At two miles, the run changed. Several sheep were on the road. My approach made them scatter, three trying to get through the broken fence back into the field (behind the hedge; I wasn’t about to try to help them), two simply ran in circles making funny noises before butting the fence next to the gate in a attempt to get home. So I stopped, forgot to pause the Garmin (always useful to see some 10 minute miles when trying to assess if you’re getting faster!), did my best open the gate and herd the sheep through, successfully repatriating two before more became visible from the road behind me. So I decided I’d jog back to the farm I’d passed and ask if they owned, or even knew who owned, the sheep.

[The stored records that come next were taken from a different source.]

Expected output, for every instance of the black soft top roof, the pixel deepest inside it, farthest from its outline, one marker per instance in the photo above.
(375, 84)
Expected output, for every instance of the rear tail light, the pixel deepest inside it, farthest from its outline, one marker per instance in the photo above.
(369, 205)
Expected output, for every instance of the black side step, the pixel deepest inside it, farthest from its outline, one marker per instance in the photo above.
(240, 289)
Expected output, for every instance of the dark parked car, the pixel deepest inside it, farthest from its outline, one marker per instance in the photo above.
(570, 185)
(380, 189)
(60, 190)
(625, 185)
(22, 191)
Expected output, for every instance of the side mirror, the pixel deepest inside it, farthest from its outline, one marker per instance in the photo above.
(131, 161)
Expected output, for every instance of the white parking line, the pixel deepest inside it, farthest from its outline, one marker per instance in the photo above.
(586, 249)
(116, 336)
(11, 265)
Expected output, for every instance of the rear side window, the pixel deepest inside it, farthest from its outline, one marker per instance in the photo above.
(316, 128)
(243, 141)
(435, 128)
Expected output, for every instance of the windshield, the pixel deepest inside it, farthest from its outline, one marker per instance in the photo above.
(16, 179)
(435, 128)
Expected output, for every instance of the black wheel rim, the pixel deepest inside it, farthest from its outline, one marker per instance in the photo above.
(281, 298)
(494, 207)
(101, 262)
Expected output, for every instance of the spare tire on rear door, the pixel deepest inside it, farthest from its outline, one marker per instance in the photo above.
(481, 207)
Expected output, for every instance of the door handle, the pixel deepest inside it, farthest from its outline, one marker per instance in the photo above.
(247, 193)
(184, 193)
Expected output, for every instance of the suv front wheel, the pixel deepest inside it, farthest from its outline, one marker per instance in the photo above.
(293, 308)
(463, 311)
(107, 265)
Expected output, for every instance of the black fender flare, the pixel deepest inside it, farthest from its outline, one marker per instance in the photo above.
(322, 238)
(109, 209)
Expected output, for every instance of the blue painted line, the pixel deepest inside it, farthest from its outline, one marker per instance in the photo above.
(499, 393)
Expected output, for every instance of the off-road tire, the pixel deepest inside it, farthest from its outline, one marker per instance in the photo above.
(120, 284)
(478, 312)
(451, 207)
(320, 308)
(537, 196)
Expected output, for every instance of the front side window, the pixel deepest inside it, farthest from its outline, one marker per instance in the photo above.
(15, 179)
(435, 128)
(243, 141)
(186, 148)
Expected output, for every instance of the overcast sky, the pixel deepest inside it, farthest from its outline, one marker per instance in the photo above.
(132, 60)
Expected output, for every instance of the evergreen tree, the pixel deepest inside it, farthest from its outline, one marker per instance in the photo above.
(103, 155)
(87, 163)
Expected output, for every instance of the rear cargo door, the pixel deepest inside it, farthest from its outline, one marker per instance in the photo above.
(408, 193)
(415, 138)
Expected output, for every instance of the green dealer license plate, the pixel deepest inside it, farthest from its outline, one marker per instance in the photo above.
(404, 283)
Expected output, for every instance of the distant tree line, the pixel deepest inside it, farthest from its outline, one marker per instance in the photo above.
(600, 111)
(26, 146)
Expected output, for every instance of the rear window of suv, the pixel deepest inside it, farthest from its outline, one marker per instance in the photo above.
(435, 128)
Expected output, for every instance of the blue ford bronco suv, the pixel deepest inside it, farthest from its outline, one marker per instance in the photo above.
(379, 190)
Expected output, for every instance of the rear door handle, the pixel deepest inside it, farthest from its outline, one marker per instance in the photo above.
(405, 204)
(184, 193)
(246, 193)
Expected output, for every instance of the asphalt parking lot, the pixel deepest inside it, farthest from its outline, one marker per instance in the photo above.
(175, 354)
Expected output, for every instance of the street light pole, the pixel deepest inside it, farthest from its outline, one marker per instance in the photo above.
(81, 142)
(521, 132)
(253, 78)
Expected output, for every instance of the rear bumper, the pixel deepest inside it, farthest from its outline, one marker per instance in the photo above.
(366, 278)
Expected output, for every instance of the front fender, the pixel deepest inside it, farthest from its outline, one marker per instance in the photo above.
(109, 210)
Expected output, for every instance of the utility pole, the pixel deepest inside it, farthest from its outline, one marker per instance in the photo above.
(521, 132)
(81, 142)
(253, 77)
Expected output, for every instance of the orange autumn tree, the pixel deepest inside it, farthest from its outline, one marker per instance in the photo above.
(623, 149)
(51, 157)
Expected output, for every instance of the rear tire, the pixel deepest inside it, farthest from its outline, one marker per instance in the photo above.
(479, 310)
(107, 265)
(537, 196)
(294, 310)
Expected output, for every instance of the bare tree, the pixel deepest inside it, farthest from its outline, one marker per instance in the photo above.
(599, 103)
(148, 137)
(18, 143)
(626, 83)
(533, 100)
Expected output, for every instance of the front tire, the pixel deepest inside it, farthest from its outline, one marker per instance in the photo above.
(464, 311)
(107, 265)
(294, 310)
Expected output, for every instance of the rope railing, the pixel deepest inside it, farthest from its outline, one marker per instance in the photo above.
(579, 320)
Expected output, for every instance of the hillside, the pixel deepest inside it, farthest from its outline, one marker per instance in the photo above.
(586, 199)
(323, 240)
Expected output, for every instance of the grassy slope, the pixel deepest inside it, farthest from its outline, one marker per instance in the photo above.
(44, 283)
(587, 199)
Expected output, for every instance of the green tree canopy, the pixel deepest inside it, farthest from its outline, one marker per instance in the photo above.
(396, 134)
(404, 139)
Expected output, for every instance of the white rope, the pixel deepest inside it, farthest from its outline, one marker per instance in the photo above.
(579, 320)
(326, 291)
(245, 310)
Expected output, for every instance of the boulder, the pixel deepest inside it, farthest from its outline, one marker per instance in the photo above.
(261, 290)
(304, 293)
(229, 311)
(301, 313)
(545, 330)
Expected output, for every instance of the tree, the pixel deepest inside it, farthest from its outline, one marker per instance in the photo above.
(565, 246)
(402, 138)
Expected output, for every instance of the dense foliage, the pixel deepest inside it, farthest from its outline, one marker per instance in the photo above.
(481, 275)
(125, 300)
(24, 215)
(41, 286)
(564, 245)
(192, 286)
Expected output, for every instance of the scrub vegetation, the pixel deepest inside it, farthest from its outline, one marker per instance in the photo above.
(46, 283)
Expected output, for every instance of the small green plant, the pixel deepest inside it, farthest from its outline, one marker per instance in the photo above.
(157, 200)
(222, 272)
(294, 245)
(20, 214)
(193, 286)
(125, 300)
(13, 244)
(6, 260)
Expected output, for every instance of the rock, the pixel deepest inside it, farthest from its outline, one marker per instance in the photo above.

The place on the left greeted my enquiry with a gruff “I couldn’t care less. They’re not mine”. Upon enquiry about whether they might be the place opposite, the response “Couldn’t care. I think he’s just shot one of my doves, the bastard!” encouraged me to jog away.
The place opposite was no better. Knocking the open door (complete with keys hanging in the lock, including the key to the new VW Golf that was sat in the drive attached. Trusting folk, these gruff farmers), no response except for being greeted by the friendly Collie lead me to look around the back where the owner came and, upon my enquiry about whether the sheep were theirs or who I might contact to alert them to the wandering nature of the beasts, again a response of “they’re not ours. Don’t think I’ve got the number of the owner. They don’t live close”.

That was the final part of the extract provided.